An interlocutory injunction is a temporary order requiring the defendant of the application to do or refrain from doing an act. Wilful disobedience of such an order can amount to contempt of Court.

An interlocutory injunction is an injunction that is limited so as to apply only until the final hearing or final determination by the court of the rights of the parties; and accordingly it issues in a form that requires that, in the absence of a subsequent order to the contrary, it should continue up to but not beyond the final hearing of the proceedings.

  1. Prohibitory injunctions can restrain a party from carrying out a wrong or continued wrong.
  2. Mandatory injunctions compel or mandate a party to carry out an act. 
  3. Mareva injunction is an order freezing the defendant’s assets, restraining the defendant from dissipating assets to avoid the successful enforcement of a judgment.
  4. Anton Piller Order is a mandatory injunction providing the right for the successful applicant to search premises for the inspection, detention, and preservation of evidence. It can prevent the removal, destruction or concealment of evidence by the defendant. 
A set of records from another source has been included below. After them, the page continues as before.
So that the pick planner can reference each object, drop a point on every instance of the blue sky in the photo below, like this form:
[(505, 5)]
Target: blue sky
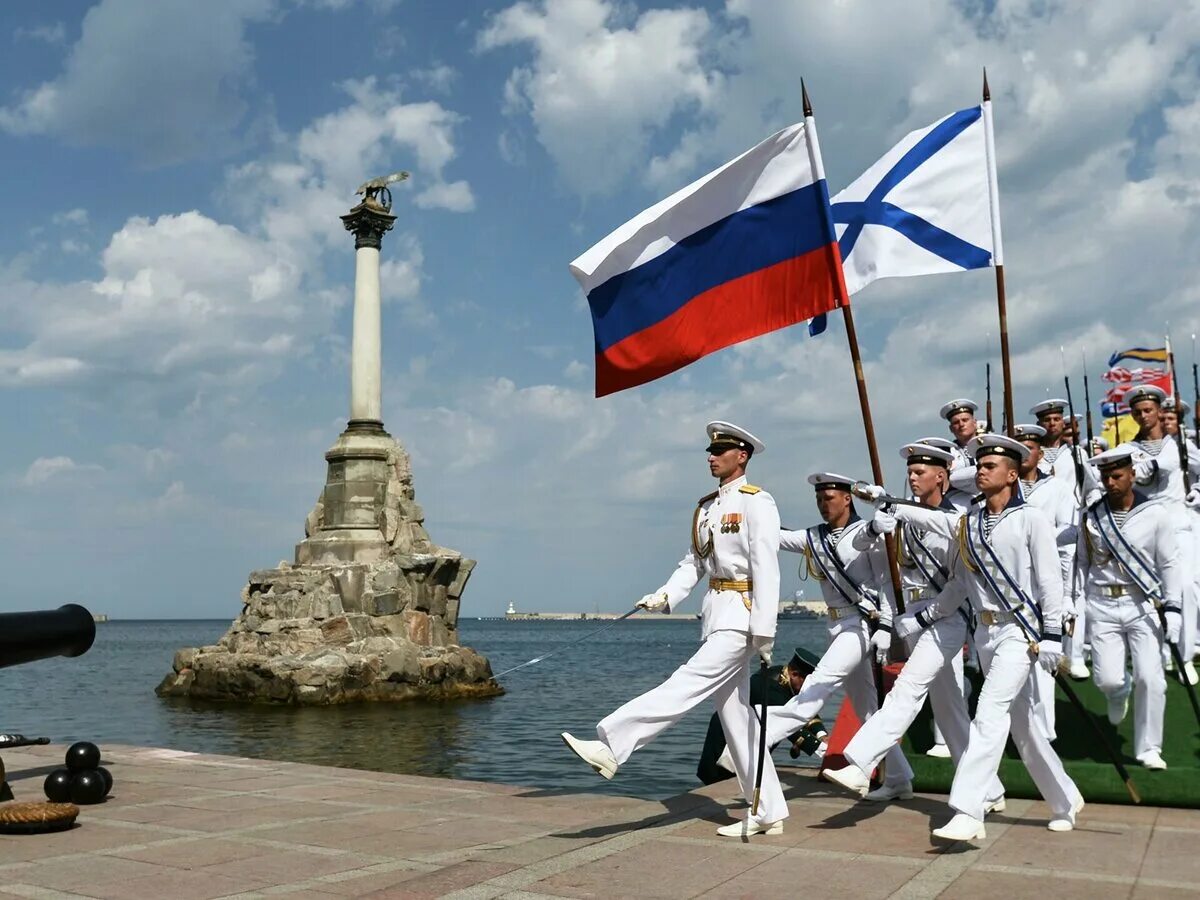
[(174, 282)]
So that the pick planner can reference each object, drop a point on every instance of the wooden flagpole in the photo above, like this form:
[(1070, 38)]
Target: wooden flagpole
[(864, 403), (997, 258)]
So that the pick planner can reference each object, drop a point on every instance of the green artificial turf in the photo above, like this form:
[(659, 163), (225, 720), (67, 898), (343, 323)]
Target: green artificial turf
[(1083, 753)]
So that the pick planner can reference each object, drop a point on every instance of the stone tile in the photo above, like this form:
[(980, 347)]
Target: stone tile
[(655, 869), (286, 867), (444, 881), (1107, 847), (177, 885), (832, 879), (1173, 856), (193, 853), (85, 874), (1002, 886)]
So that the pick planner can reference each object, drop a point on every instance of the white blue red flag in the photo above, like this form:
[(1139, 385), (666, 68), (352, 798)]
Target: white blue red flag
[(745, 250), (930, 205)]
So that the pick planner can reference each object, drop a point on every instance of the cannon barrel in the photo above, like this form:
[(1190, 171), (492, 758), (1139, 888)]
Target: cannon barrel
[(28, 636)]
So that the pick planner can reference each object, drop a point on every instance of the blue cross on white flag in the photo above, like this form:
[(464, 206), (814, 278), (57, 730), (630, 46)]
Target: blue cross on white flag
[(929, 205)]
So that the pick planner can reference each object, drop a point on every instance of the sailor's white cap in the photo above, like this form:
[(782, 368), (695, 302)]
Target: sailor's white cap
[(997, 445), (1110, 459), (1049, 406), (958, 406), (921, 451), (1146, 391), (825, 480), (1029, 432), (724, 436)]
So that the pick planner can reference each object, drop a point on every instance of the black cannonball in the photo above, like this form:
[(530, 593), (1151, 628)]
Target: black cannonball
[(83, 755), (87, 787), (58, 786)]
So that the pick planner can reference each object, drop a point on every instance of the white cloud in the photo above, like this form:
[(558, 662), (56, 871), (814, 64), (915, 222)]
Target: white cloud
[(165, 81), (47, 468), (599, 89)]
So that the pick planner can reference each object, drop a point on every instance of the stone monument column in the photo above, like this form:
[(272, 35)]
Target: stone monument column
[(357, 483)]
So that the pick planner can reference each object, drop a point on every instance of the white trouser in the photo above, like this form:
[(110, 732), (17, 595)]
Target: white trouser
[(1006, 705), (846, 664), (1120, 623), (720, 670), (934, 669)]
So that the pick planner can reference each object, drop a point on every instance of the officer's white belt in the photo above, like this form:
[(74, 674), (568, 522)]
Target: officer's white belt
[(1000, 617), (1114, 591)]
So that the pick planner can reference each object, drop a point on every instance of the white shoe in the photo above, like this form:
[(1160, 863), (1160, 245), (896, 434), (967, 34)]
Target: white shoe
[(961, 828), (1119, 707), (851, 778), (748, 827), (1152, 760), (1067, 823), (725, 761), (594, 753), (900, 791)]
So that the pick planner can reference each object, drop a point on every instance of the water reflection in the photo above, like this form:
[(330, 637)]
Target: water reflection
[(108, 696)]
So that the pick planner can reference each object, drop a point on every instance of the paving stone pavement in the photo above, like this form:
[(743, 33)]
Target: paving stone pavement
[(195, 826)]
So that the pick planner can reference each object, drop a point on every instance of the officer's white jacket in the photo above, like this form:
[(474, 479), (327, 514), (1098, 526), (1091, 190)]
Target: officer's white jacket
[(1150, 531), (1063, 469), (1024, 540), (749, 553), (1056, 497), (862, 556), (1161, 475)]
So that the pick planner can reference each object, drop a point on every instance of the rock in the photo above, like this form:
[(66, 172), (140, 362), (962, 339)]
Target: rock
[(364, 629)]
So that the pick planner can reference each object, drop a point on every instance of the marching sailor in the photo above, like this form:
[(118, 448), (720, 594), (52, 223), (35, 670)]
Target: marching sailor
[(935, 663), (735, 543), (959, 415), (1129, 553), (1056, 497), (1008, 565), (1158, 466), (847, 559)]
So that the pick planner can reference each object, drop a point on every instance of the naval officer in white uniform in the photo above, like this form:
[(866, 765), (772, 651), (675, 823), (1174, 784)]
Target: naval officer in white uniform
[(1128, 551), (846, 557), (935, 664), (1008, 567), (735, 545)]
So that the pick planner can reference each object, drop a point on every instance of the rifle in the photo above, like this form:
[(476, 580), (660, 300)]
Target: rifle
[(1181, 441), (991, 424), (1087, 405)]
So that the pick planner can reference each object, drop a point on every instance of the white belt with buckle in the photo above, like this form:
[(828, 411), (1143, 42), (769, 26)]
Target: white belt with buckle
[(1000, 617)]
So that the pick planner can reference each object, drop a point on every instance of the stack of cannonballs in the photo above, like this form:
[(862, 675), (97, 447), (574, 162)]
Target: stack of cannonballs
[(83, 781)]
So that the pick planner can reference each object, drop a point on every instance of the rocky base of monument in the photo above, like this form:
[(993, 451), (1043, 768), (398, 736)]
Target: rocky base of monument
[(340, 634)]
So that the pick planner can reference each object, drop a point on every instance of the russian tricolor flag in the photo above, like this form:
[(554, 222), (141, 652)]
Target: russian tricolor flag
[(744, 250)]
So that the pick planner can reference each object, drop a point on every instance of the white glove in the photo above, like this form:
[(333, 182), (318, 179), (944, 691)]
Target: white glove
[(883, 522), (763, 646), (1050, 655), (874, 493), (906, 625), (881, 641), (1174, 625), (653, 603)]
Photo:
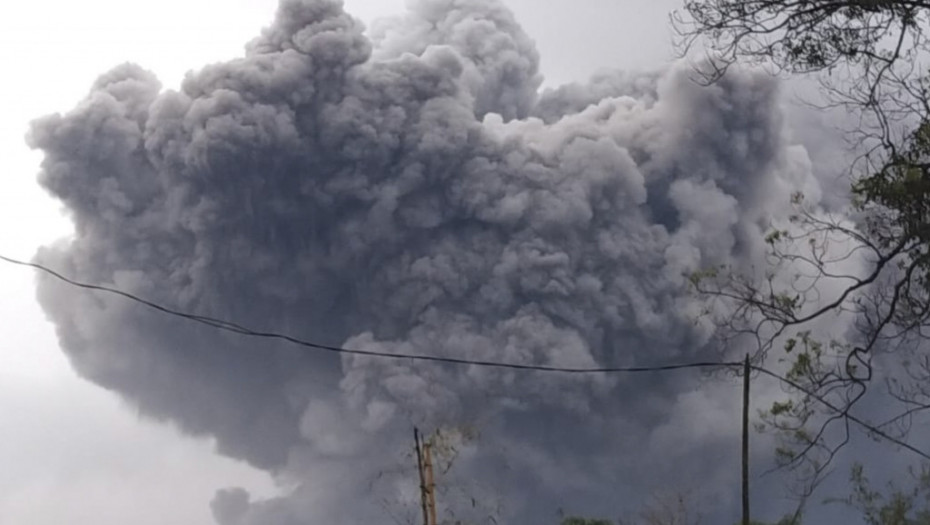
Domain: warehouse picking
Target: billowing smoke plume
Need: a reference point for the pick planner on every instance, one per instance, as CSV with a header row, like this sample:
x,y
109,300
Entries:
x,y
411,190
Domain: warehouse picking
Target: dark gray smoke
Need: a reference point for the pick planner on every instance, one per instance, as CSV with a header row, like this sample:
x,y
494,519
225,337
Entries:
x,y
410,191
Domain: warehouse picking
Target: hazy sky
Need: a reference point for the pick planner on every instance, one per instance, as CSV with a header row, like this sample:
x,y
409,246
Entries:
x,y
70,451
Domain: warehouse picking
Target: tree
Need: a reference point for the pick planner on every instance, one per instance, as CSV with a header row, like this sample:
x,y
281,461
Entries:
x,y
869,266
910,506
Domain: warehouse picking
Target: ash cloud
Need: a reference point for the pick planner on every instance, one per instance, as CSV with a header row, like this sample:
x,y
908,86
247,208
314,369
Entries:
x,y
410,190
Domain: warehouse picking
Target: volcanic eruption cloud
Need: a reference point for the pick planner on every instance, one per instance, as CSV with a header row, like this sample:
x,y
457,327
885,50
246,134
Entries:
x,y
412,189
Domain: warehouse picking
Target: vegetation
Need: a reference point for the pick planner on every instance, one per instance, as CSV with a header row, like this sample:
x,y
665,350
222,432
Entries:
x,y
867,268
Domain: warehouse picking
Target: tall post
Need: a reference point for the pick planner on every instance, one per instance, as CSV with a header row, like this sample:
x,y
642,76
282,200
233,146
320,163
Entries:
x,y
430,483
420,471
746,370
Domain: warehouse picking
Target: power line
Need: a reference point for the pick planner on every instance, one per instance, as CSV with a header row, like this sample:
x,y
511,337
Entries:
x,y
236,328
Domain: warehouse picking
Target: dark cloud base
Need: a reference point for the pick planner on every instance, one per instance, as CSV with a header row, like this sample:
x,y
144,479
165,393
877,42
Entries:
x,y
412,190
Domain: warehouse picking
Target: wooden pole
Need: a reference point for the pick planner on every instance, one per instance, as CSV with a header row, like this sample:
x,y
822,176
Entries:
x,y
416,440
746,440
430,483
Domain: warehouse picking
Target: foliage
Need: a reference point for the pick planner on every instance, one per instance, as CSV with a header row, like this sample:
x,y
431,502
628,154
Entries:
x,y
900,507
868,269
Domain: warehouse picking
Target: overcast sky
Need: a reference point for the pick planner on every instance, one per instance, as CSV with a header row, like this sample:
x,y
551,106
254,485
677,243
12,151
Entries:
x,y
70,451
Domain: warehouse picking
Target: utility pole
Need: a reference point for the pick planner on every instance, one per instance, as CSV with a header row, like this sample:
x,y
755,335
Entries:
x,y
423,499
430,482
427,482
746,370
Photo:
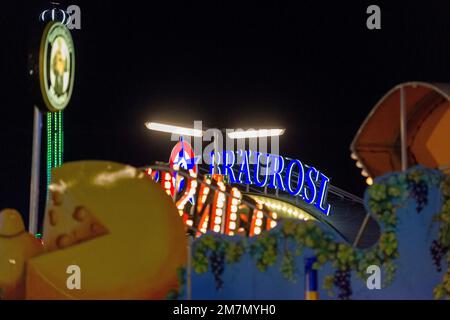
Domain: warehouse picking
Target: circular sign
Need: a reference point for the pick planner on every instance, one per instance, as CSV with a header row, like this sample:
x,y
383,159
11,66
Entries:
x,y
56,66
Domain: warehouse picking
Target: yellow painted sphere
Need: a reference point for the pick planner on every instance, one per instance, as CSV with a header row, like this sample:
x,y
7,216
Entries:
x,y
114,223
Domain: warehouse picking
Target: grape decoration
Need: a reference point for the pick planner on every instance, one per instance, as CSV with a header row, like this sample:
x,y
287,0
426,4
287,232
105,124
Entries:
x,y
437,251
419,192
342,282
217,261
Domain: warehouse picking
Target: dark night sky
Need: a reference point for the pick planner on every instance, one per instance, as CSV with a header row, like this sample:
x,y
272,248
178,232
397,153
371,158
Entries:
x,y
311,67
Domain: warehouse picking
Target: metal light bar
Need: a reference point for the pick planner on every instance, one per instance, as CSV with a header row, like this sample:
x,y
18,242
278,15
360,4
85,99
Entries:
x,y
174,129
255,133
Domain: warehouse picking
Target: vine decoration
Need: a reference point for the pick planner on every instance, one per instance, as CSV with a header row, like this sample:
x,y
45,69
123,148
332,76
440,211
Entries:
x,y
214,251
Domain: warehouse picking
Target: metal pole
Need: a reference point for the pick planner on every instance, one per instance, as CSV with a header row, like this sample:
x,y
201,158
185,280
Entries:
x,y
35,168
216,147
189,268
403,129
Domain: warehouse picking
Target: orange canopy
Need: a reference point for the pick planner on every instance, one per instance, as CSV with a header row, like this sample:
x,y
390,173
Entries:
x,y
377,146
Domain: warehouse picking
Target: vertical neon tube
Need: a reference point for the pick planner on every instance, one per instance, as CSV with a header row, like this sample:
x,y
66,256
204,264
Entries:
x,y
49,149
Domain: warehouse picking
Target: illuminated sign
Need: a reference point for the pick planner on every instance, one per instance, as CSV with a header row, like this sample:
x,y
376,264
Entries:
x,y
56,66
182,156
292,176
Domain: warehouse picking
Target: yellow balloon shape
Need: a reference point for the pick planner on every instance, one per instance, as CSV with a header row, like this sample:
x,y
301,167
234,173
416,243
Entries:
x,y
116,227
16,247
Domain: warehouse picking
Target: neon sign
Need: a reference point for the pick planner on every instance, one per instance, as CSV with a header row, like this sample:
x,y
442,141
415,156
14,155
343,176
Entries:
x,y
292,176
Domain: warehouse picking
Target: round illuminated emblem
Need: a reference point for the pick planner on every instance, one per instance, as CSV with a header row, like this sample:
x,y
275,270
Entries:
x,y
56,66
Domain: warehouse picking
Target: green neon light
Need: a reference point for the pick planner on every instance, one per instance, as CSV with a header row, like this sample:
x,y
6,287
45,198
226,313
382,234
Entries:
x,y
49,149
61,136
55,140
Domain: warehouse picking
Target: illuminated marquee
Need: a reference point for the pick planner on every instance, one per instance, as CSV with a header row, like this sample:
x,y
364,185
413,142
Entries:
x,y
309,184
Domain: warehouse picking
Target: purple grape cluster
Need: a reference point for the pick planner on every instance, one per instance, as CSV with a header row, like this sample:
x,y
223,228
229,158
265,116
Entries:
x,y
437,252
418,191
217,261
342,282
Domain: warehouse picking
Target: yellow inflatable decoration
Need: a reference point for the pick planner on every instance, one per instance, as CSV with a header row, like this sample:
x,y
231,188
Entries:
x,y
16,247
114,223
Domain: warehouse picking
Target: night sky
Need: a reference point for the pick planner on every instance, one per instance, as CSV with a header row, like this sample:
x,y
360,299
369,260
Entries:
x,y
311,67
In order to succeed in the application, the applicant must meet the three requirements set out in American Cyanamid Co v Ethicon Ltd (approved in (Astrata (Singapore) Pte Ltd v Tridex Technologies Pte Ltd [2010] SGHC 250):- 

  1. there is a serious question to be tried;  
  2. that damages are an inadequate remedy; and  
  3. The balance of convenience lies in favour of granting the injunction

The court may also take into consideration special circumstances, if any, in granting the interim injunction. 

A serious question to be tried

To show that there is a serious question to be tried, all the applicant needs to show is that he has prospects of success which, in substance and reality, exists.

It was held that if the applicant’s prospects are so small that they lack substance and reality, then he fails; for he can point to no question to be tried which can be called “serious”, and no prospects of such success which can be called “real”.

Damages are an inadequate remedy

The availability of damages as an adequate remedy will normally preclude the grant of an interim injunction, no matter how strong the plaintiff’s claim appeared to be at that stage.

As such, the applicant must show that the act of the respondent would have cause damages that cannot be adequately compensable by damages.

The balance of convenience lies in favour of granting the injunction

The balance of convenience only needs to be considered where there is doubt as to the adequacy of either or both respective remedies in damages.

This is because, once damages are found to be an inadequate remedy, the injustice suffered by either side is usually found to be sufficiently disproportionate to bring down the balance on one side or the other.

The Court should take whichever course appears to carry the lower risk of injustice if that course should ultimately turn out to have been the “wrong” course, where all else is relatively equal, the Court is more likely to maintain the status quo.


Application for injunction can be made by any party to a cause or matter, whether or not a claim for the injunction was included in that party’s originating process, counterclaim, or third-party notice as the case may be (O 29 r 1(1) ROC).

Application is made by summons supported by affidavit (O 29 r 1(2) ROC) before or after trial, however, timely application is required.

The Court normally requires the applicant to apply promptly after becoming aware of the facts in relation to which he seeks protection. If there are delays, then it is likely that the applicant will not succeed in obtaining injunctions ex parte because his failure to move with real expedition is taken by the court as an indication of the lack of any urgent need to grant relief ex parte.

If the application is made on an ex parte basis, the applicant has a duty to make full and frank disclosure to the Court.